Фокс просыпается от того, что в кухне кто-то есть. Ощущение такое, что уже позднее утро, и пес не издал ни звука. Он вылезает из постели и хватает шорты, и все это время выискивает глазами что-нибудь, чем он смог бы защититься.
– Утро доброе, – говорит женщина, неожиданно появляясь в дверях.
– Черт!
– Это всего-навсего я.
Фокс прикрывается шортами, которые он так и не успел натянуть. Она боса, на ней короткая черная юбка и безрукавка. Она награждает его изможденной улыбкой.
– Есть у тебя кофе?
– Выглядишь ужасно.
– Не надо фамильярничать, молодой человек. Я требую кофе и аспирин.
– Опять?
– Ну да, снова.
– Как… как ты сюда попала?
– Взяла напрокат машину. Что-то такое маленькое и красное. Как все.
– Ты знаешь, где здесь кухня?
– Я нашла лишь моментальный кофе.
– Вот ты меня и поражаешь тем, что ты очень моментальная.
– Ты мне льстишь. Дай-ка посмотреть на тебя.
– Нет, – говорит, прижимая шорты поплотнее к телу.
– Мне все равно немножко хреново. Настоящая австралийка не поехала бы.
– Ну, – бормочет Фокс. – Ну и почему ты все-таки поехала?
– Посмотреть, не примерещился ли ты мне. Не возражаешь, если я прилягу? – Она плашмя падает на узкую кровать. – Неловко, правда?
– Да
Она переворачивается и прячет лицо в подушку.
– Садись, – говорит она.
Фокс медлит, садится на край кровати, держа шорты в одной руке.
– Не спала, – говорит она несколько задушенно из-за подушки. – А теперь так жарко.
Фокс смотрит на нее. Юбка высоко задралась на ней. На одной руке – шрам от прививки. След алой губной помады – яркое пятно на наволочке.
– Ты оставил ужин снаружи, Лю.
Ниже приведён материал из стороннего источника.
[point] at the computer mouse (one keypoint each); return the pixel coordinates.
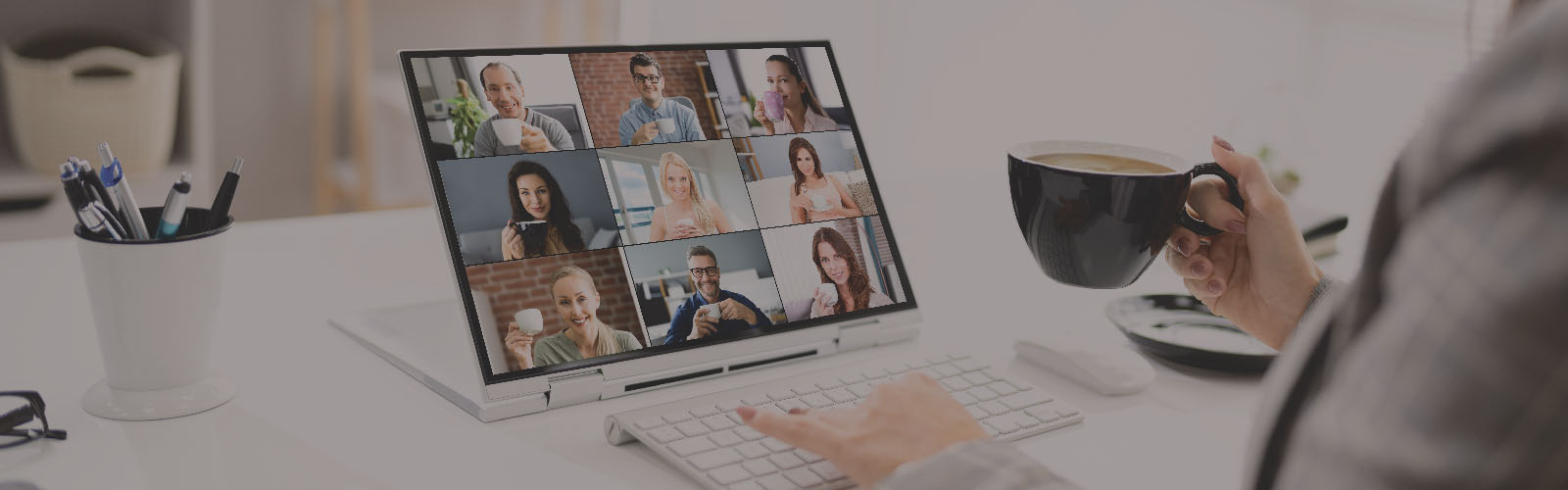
(1104, 368)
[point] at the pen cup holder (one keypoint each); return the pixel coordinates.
(156, 305)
Пустая трата макарон.
– Пес съест.
– Когда мне полегчает, приготовишь мне что-нибудь?
– А когда тебе полегчает?
– Когда ты меня погладишь.
– Я сделаю кофе, – говорит он.
– Потом.
– Спи, – говорит он, глядя, как она поднимает голову и улыбка соскальзывает с ее лица.
– Ну, будь душкой.
– Сколько же ты выпила, Господи Боже?
– Ох ты, как мы заинтересовались! Вообще-то, я выпила все, что было. Это меньше, чем может показаться. За деньги.
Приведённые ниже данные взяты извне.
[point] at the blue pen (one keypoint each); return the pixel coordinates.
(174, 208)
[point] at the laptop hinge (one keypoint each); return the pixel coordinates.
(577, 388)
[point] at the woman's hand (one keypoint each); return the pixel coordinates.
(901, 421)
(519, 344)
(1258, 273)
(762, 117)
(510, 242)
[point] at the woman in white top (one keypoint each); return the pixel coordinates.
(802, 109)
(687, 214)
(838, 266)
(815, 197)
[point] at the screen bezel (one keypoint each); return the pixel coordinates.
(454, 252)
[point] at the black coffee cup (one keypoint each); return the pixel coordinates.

Фокс кладет руку на ее ногу. Она вздыхает.
– Что?
– Просто смотрю.
Его рука проскальзывает под эластичную ткань ее трусиков. Она немного расправляется и одобрительно мурлычет.
– Ты не возражаешь, если я просто полежу здесь? Устала. А ты можешь пока попроявлять инициативу.
– Только если ты заткнешься, – бормочет он.
– Не могу ничего обещать.
Фокс просовывает руку в ее ладонь. Прикасаться к ней – как прикасаться к горячей, влажной земле. В ее руке – биение пульса. Она приподнимается, опираясь на его руку, раскрывая его ладонь. Она оборачивается вокруг его руки, что-то бормоча, вцепляясь. Он взбирается на кровать и становится на колени, нагибается к ней.
– Не убегай, – говорит она. – Не надо тебе убегать.
Ему все равно, что она говорит. Это не дает ему забыть, что она настоящая, а не призрак, который он выудил из своих желаний.
Фокс отнимает у нее руку; он издает задушенный звук и, медленно придерживая ее за бедра, раскачивает ее в своей скрипучей детской кровати; их тела скользки от пота, а пес тем временем скребется под окном.
Джорджи обнаружила его на веранде с разрезанным арбузом. День клонился к вечеру. Он уставился на арбуз, семечки в котором, как она заметила, были расположены ровными рядами.
– Это как гадание по чаинкам?
Он удивленно посмотрел на нее.
– Господи, ну, ты и дурачок! Вот, смотри.
Джорджи взяла половинку арбуза, которую он ей протянул. Она ее еле удерживала. Когда она вгрызлась в арбуз, она могла бы поклясться, что чувствует заключенное в нем солнце, и сахаристый вкус заставил ее вздрогнуть.
– Я привыкла, что арбуз из холодильника, – сказала она, капая арбузом на свою измятую безрукавку. – Это как вино. Когда оно холодное, у него почти нет вкуса. Ты что-то загрустил.
Он пожал плечами.
– Есть же на свете сложные вещи, так?
– Назвался сложной вещью – полезай в кузов.